The freelance photographer who captured the final moments of the Carterton balloon tragedy says he is "stunned" by the support he has received from the public and fellow photographers as he goes to court to block publication of his photos.

On Monday, during the first day of the resumed inquest at the Wellington District Court into the deaths of 11 people in January 2012, coroner Peter Ryan approved TVNZ's application to publish four of Geoff Walker's photographs, which he made available to police for crash investigation purposes.

Mr Walker has blocked the release by seeking a judicial review at Wellington High Court today.

He told the Times-Age he sees no purpose in showing photos of people dying and, once published, he would lose control of his property.


Mr Walker, a friend of dead balloon pilot Lance Hopping, was on the ground when the balloon, carrying 10 passengers and Mr Hopping, hit power lines and caught fire, plummeting to the ground.

TVNZ, citing strong public interest, wanted to publish photos showing the balloon hitting the power lines, catching fire and crashing, but not showing bodies.

Their request has the support of at least one family involved in the tragedy, the Still family, who lost daughter Alexis Still.

They want the photos to serve as a warning to others.

Mr Walker said he believes non-publication protects the families.

"If people want balloons catching fire, there's plenty of it out there," he said. "If it was me ... I wouldn't want pictures of me dying out there."

Mr Walker said as the tragedy unfolded he made a conscious decision.

"I'm a photographer, these are going to be valuable for investigating [the crash].

It was also a principle of copyright, he said.

"I could have made money on the day, a lot of money, from all around the world."

He said he got advice from other professionals.

"It's ownership of what you do, what you create is yours.

"TV want to use them without paying ... once they are out in the world, copyright?

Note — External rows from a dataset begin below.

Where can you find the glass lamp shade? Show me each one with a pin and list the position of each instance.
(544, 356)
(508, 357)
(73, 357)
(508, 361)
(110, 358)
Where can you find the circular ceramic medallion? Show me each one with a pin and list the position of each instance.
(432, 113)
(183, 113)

Forget it. You've lost your ability to track them."

He said he would "certainly consider it" if all the families of the victims asked for the photos to be released.

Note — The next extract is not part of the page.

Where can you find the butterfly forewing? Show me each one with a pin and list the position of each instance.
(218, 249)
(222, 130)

He said the support on social media from the public and colleagues has been "amazing".

"I have been really stunned by the responses."

The family of Alexis Still told TV3 News on Monday they felt Mr Walker was "grandstanding" in his refusal and he had no right to speak for the families.

Mother Vivienne Still said it was so people would know what they were getting into when they got into a balloon.

Her husband Allan said the people of New Zealand had a right to see the photographs.

When asked what he thought of those comments, Mr Walker said he felt sorry for the family, but it was their opinion and they were entitled to it.